The debate over speech codes reminds us of the ongoing importance of free expression on campus and the often controversial nature of its practice. Universities above all other institutions must welcome a broad range of views and protect speech that has a strong viewpoint or content in its message. New technology, for example, has created novel issues for campuses, with students and faculty using the World Wide Web to communicate disputed ideas, such as that the Holocaust did not occur, that either are offensive to many and arguably wrong, or to provide access to materials such as pornography that some find repulsive.
The list could be extended to other areas as well: the radical speaker, the dissident faculty member, the religious fundamentalist, the artist pressing the boundaries of civility and so on. As thorny and troubling as these issues may be, the history of free expression suggests that these and other matters are not going away; indeed, they are inherent in a free society generally — and especially on a public university campus, bound as it is by the federal and state constitutions. Efforts to restrict the viewpoint or message of anyone on a campus puts the institution at odds with its primary educational mission: to give students the opportunity to sort through opposing ideas.

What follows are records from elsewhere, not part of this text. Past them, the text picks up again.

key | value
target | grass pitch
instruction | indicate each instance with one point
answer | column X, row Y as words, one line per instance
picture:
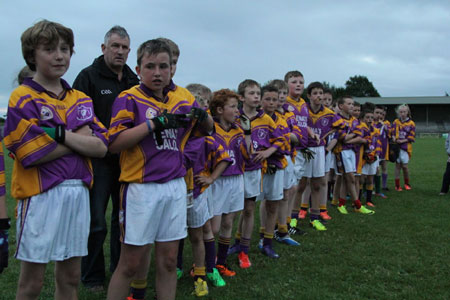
column 401, row 252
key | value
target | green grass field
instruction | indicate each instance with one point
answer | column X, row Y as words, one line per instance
column 401, row 252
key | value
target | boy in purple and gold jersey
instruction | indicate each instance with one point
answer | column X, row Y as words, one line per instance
column 404, row 134
column 292, row 134
column 51, row 130
column 322, row 122
column 273, row 178
column 150, row 134
column 345, row 156
column 228, row 190
column 266, row 139
column 208, row 160
column 296, row 104
column 384, row 127
column 371, row 151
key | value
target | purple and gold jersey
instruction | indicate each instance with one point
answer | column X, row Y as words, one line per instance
column 290, row 120
column 233, row 142
column 31, row 107
column 385, row 134
column 2, row 171
column 265, row 134
column 349, row 126
column 321, row 123
column 149, row 161
column 279, row 157
column 301, row 113
column 203, row 155
column 405, row 130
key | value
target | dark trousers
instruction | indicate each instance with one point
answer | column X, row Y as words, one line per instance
column 106, row 186
column 446, row 179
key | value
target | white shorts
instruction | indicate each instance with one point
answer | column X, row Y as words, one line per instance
column 348, row 158
column 198, row 214
column 299, row 165
column 403, row 157
column 329, row 161
column 228, row 194
column 289, row 178
column 370, row 169
column 54, row 225
column 315, row 168
column 252, row 183
column 272, row 187
column 153, row 212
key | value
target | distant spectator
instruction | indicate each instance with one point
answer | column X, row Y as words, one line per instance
column 446, row 178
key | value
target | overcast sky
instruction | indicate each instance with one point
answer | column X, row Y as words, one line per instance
column 403, row 47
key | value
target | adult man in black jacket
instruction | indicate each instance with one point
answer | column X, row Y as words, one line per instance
column 103, row 81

The First Amendment generally, and freedom of expression in particular, are not absolute concepts, and that is why they are at once so difficult to administer and so essential to a free society and an educated citizenry. Community interests and civility have always to be weighed in the balance. Campuses are in no way obliged to permit speech that poses a threat of imminent danger, lawlessness or the destruction of either public or private property. Campus newspapers are not free to print whatever they want; the law of libel applies to them just as it applies to every other journalistic enterprise. Child pornography is unacceptable, whether on or off the campus. What is criminal away from the campus is criminal on campus. Universities are not islands. They are part of a larger community of values and interests, albeit that they enjoy the special privilege of and responsibility for their academic freedom and the goal of unfettered inquiry that animates it.